Secanggih-canggihnya otak menyerap, menyimpan, mengolah, dan mengembang-biakkan informasi melahirkan ide-ide, otak tidak lebih dari sekedar bagian tubuh yang tidak berdaya . Otak sama saja dengan bagian tubuh lain seperti mata dan telinga, tangan dan kaki yang sama-sama tidak berdaya walaupun yang satu terlihat lebih canggih dari yang lain karena perbedaan fungsinya.
Otak itu sama sekali tidak dapat berpikir. Walaupun terdiri dari triliunan sel dengan segala kerumitannya, otak tidak dapat mengolah informasi, palagi menghasilkan ide-ide. Sebenarnya, yang menjadi sutradara bagi proses berpikir otak adalah akal yang dipancarkan oleh ruh yang berada di belakang seluruh fungsi faal tubuh. Kalau tidak percaya, perhatikan tatkala ruh itu dicabut dari jasad, seketika itu juga seluruh jasad berubah jadi bangkai. Kemana perginya kejeniusan, kepakaran, kehebatan yang dibangun bertahun-tahun lamanya?
Sekarang mari kita lihat lebih jauh ke dalam ruh. Tuhan menciptakan ruh tidak dalam satu dimensi. Salah satu dimensinya adalah bagian yang berkemampuan berpikir yang dinamakan akal itu. Tapi sebenarnya, kalau kita kaji lebih jauh, akalpun ternyata bukanlah sesuatu yang berdiri sendiri, yang dapat menjalankan fungsinya sendiri. Ada satu dimensi lain ruh yang dinamakan hati-nurani yang berada pada pusat ruh itu sendiri. Di hati-nurani, Tuhan meletakkan rasa bertuhan sebelum ruh dihembuskan ke dalam jasad. Di hati nurani, Tuhan letakkan kesadaran sebagai manusia. Hati nurani diberi kemampuan merasa, termasuk merasa takut dan cinta. Sebenarnya hati-nurani inilah raja diri manusia itu dan inti daya ruh itu secara keseluruhan. Akal bekerja atas perintah hati-nurani ini. Benarlah ketika Rasulullah mengatakan, "Di dalam dada manusia ada sebuah gumpalan. Bila dia baik, baiklah manusia itu. Bila ia jahat, jahatlah manusia itu. Dia adalah Qalb (hati nurani)"

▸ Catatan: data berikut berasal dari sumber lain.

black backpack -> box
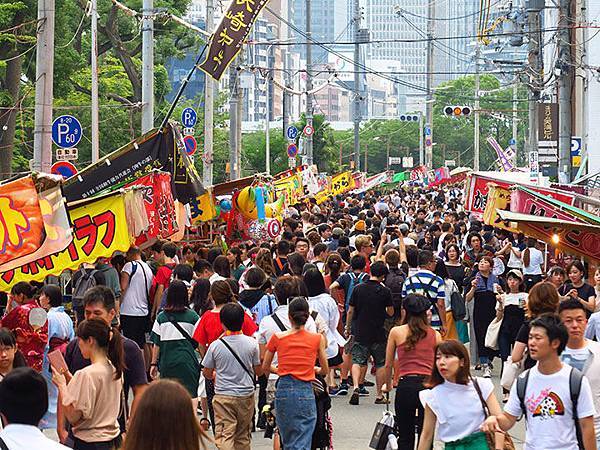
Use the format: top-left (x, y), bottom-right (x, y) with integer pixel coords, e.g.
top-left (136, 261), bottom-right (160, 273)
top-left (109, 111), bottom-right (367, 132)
top-left (517, 367), bottom-right (585, 449)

Betapapun hati diciptakan dalam fitrahnya baiknya, bisa berubah menjadi jahat karena di dalam ruh ada dimensi lain berupa hasrat manusiawi yang disebut hawa nafsu yang berhembus terus menerus ke dalam relung hati manusia. Hawa nafsu ini dipandang begitu jahat karena dia tidak merasa cukup bila manusia hidup apa adanya. Dia hembuskan keinginan untuk menggapai sebanyak-banyaknya harta benda, setinggi-tingginya jabatan. Bahkan hawa nafsu memasuki relung hati untuk menggantikan rasa bertuhan dan rasa kehambaan yang telah dibawa hati sejak awal penciptaannya.
Kita kembali ke akal. Alam raya ini, mulai dari proses penciptaannya, pembentangannya, strukturnya, macam ragam tingkah polah penghuninya, sampai dengan proses penghancurannya kelak, sangat menarik bagi akal. Manusia memang penasaran untuk mengetahui lebih banyak rahasia-rahasianya. Manusia dengan akalnya itu akan mengeksplorasi segala yang ada dalam alam semaksimal mungkin atau mungkin bahkan tanpa batas.

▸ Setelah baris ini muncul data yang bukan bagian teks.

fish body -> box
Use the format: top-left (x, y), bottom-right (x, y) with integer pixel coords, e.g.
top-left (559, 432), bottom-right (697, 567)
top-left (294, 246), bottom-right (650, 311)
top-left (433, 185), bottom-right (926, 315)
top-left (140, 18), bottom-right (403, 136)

Tuhan memang memerintahkan kita untuk mendayagunakan akal: berpikir, membaca, mengamati, menganalisa apapun di dunia ini untuk memenuhi rasa ingin tahunya itu. Namun, bila hati-nurani kotor, dipenuhi oleh hawa nafsu yang jahat, seluruh potensi akal hanyalah melahirkan kejahatan. Akal akan mengembara secara liar, menabrak apapun, karena akal itu buta. Hati yang bersih, yang dipenuhi rasa takut dengan azab Tuhan dan selalu berharap akan kasih sayang Tuhan, akan mengendalikan perjalanan akal di atas rel yang benar, yaitu rel Allah. Fitrah hati memang takut dan cinta pada Tuhan. Hati yang kotor menyeret manusia ke jalan yang kotor juga. Otak, mata, telinga, tangan, dan kaki serentak bergerak kemana hati menghendaki.
Anda bisa bayangkan apa yang akan terjadi bila hawa nafsu berhasil menawan hati-nurani dan bersarang di dalamnya? Rasa bertuhan dipadamkannya dan diganti oleh rasa keduniaan dan kebendaan. Dengan serta merta negeri akhirat yang indah itupun sayup-sayup tak terlihat lagi. Wajah Tuhan yang Yang Maha Baik itu lenyap dari ingatan digantikan oleh wajah-wajah lain yang dikira lebih baik dan lebih memberi harapan: ayah, ibu, anak, istri, suami, saudara, mertua, majikan, atasan, bawahan, pelanggan, pemasok, investor, partner, kolega, presiden, dan sejumlah wajah-wajah duniawi lainnya.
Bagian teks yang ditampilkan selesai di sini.